I had a conversation with someone working for a brand that went PF for their bottom brackets; he tried rationalizing it as being in service to the consumer (some spiel about how that way, you don't run the risk of the BB thread on your frame getting messed up and causing a really expensive repair), but in the end admitted that it's mostly about cost (threading is an extra step, plus tolerances need to be tight for that to work whereas there can be a little slop with PF because there's always threadlocker to fill that). I think it's one of those shortsighted, stupid things that we'll keep looking at and eradicating over time - but in terms of low hanging fruit in the bike industry, it's probably outweighed by all the single use petroleum based packaging.
If I just go buy whatever bike I want, I know that if the BB starts creaking (which is not guaranteed) there's a solution out there. In any case, I've owned 2 PF frames and neither of them had any issues (I actually bought the Wheels BB because of a crank compatibility issue, not because I had BB problems). But anyway, I guess I *slightly* prefer threaded, but not enough that I would compromise basically anything else on my bike purchase for it (because I know a thread-together PF conversion is available to fix any issues).
Tallboy R is $4549 USD
I'd love to see a ~$4k trail bike shoot-out:
Smuggler v. Tempo v. Fluid v. Izzo v. Hugene v. Stumpy
Not sure on geo but pretty sure the travel matches 140F/125R ?
Haha, good one!
I am also interested @mikekazimer whats the comparison?
With the Tempo, you've got more travel to get you out of a jam, and running a 36 or piggyback shock wouldn't be unreasonable.
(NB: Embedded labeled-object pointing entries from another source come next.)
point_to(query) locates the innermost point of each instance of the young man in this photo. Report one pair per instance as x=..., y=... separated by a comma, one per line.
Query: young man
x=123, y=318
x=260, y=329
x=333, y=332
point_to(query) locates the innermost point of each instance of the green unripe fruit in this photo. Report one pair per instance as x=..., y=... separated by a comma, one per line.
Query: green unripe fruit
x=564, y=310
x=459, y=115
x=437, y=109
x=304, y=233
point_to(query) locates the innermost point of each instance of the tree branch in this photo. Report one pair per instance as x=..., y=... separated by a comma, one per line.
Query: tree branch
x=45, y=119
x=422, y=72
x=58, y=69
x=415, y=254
It really depends on what type of riding you'll be doing the most - the Spur's an excellent aggressive XC rig, but its limits will show up before the Tempo's do. There's also no alloy Spur, or carbon Tempo for that matter if frame material matters at all to you.
The Tempo's geometry is closer to the Optic. I prefer the pedaling position of the Tempo - the steeper seat tube and shorter front center made it a little more comfortable for me. Both bikes have a very similar wheelbase, although I'd say the Tempo has a little bit more snappiness to its handling. They're both great examples of how versatile bikes in this travel bracket can be.
- More surefooted
- Better power transfer
- Overall probably a better bike for most
- No headset cable routing
Izzo it is.
I’ll pay a little more (or not any more for my Ripmo AF) and just do an annual tear down.
No magazine talks about how after 2 years all Shimano brakes have significant vapor loss of mineral oil and Shimano doesn’t offer seal kits.
Codes are good enough, and serviceable enough I may switch…….and I’ve been a SRAM/Avid hater (and Shimano brake user) for a LOT of years.
I attribute it to the conservative reach and head angle creating a more reasonable / manageable (~1,200mm in large) wheelbase than most of the sleds coming out today.
More bikes like this please! Focus on fun instead of fast…creates a playful bike even with 29” wheels
I don’t see the use of these bikes when they weigh the same as an enduro bike with 170mm….
Surely the engineers at Cane Creek, Hope, etc are already done designing properly sealed headsets for all these new bikes that need replacements soon?
I bleed brakes every few months. I replace headsets every few years. I don't see the problem really.
With modern geometry, the trail bike segment is the most under rated segment in the market today. This Commencal will be a great everyday bike for people that have regular trails to ride on.